I've some questions about coffee beans. I've been interesting coffee roating and making espresso etc. Mostly I like to drink milky coffees as latte, cortado, flat white etc so I prefer coffee beans with rich body out of density. But I don't know that what is important of acidity and aroma for milky coffee. Which level acidity should i choose and aroma?

For instance sometimes my latte was light even my coffee beans rich body so I mean acidity and aroma is important for milky coffees, could you help me about this issue


----------



## h1udd (Sep 1, 2015)

unfortunately there is no right or wrong answer as it comes down to personal taste.

there is no right or wrong coffee when it comes to milk based drinks .. you are no longer drinking espresso, but a "cocktail" if you like. Some people try to get their coffee to punch through the milk and go for dark roasts where the sugar has all been burnt off and use the milks sweetness to put this sugar back in to the drink.

Ultimately though, you should be using whatever bean you like the taste of and getting it to work with the milk .... try your normal espresso ratio with the milk .. too sour ? then increase the extraction until you find that perfect balance of acidity.

but to summarise, again. there is no wrong or right bean, they can all go with milk, you just need to try them and change the recipe until you find a taste you like .. it really is a personal thing


----------



## Guest (Dec 29, 2015)

Can we say acidity mean is sour for coffee?


----------



## Mrboots2u (May 10, 2013)

cdsoft said:


> Can we say acidity mean is sour for coffee?


Nope - not the same thing

Sourness is predominantly a function of extraction


----------



## MWJB (Feb 28, 2012)

Acidity is a positive attribute, whereas I think most folk would say sourness is a negative, or at best 'interesting'.

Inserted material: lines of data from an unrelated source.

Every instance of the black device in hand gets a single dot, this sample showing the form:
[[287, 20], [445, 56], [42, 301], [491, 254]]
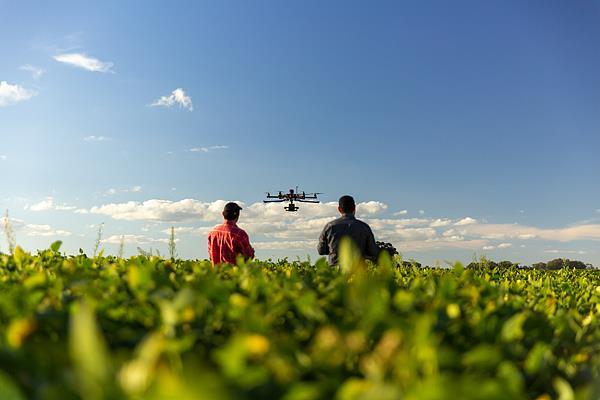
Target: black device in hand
[[384, 246]]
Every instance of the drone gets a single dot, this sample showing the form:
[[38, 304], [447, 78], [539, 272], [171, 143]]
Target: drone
[[291, 196]]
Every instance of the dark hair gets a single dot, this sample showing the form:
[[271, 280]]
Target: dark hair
[[347, 204], [230, 215], [231, 211]]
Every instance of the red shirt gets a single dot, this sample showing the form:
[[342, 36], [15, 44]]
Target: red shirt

Think juiciness in ripe fruit like plums, peaches, melons, grapes etc., as acidity.


----------



## h1udd (Sep 1, 2015)

It's a balance ... Sourness is an attribute as much as acidity ... You just don't want too much of it ... Look at the barns Maruta barundi, lively taste of sour cherries


----------



## Mrboots2u (May 10, 2013)

Mrboots2u said:


> Nope - not the same thing
> 
> Sourness is predominantly a function of extraction


Let me re phrase that - when people give notes of a coffee as sour - I presume it's predominantly a function of under extraction and said as a negatives


----------



## risky (May 11, 2015)

h1udd said:


> It's a balance ... Sourness is an attribute as much as acidity ... You just don't want too much of it ... Look at the barns Maruta barundi, lively taste of sour cherries


I don't know about that...I think Mr. Perger describes it well:

As per http://www.baristahustle.com/coffee-extraction-and-how-to-taste-it/



> Sourness -
> 
> This is a tricky one, especially with our desire for acidity in coffee. I hear lots of people ask "Aren't sourness and acidity the same thing?" and it's a very valid question; in a lot of languages 'sourness' is the same word as 'acidity'. As you can imagine, this makes multilingual cuppings a little difficult.
> 
> ...


And as always it comes down to the individual palate. I love a 'bright' coffee with really prominent fruity acidity.


----------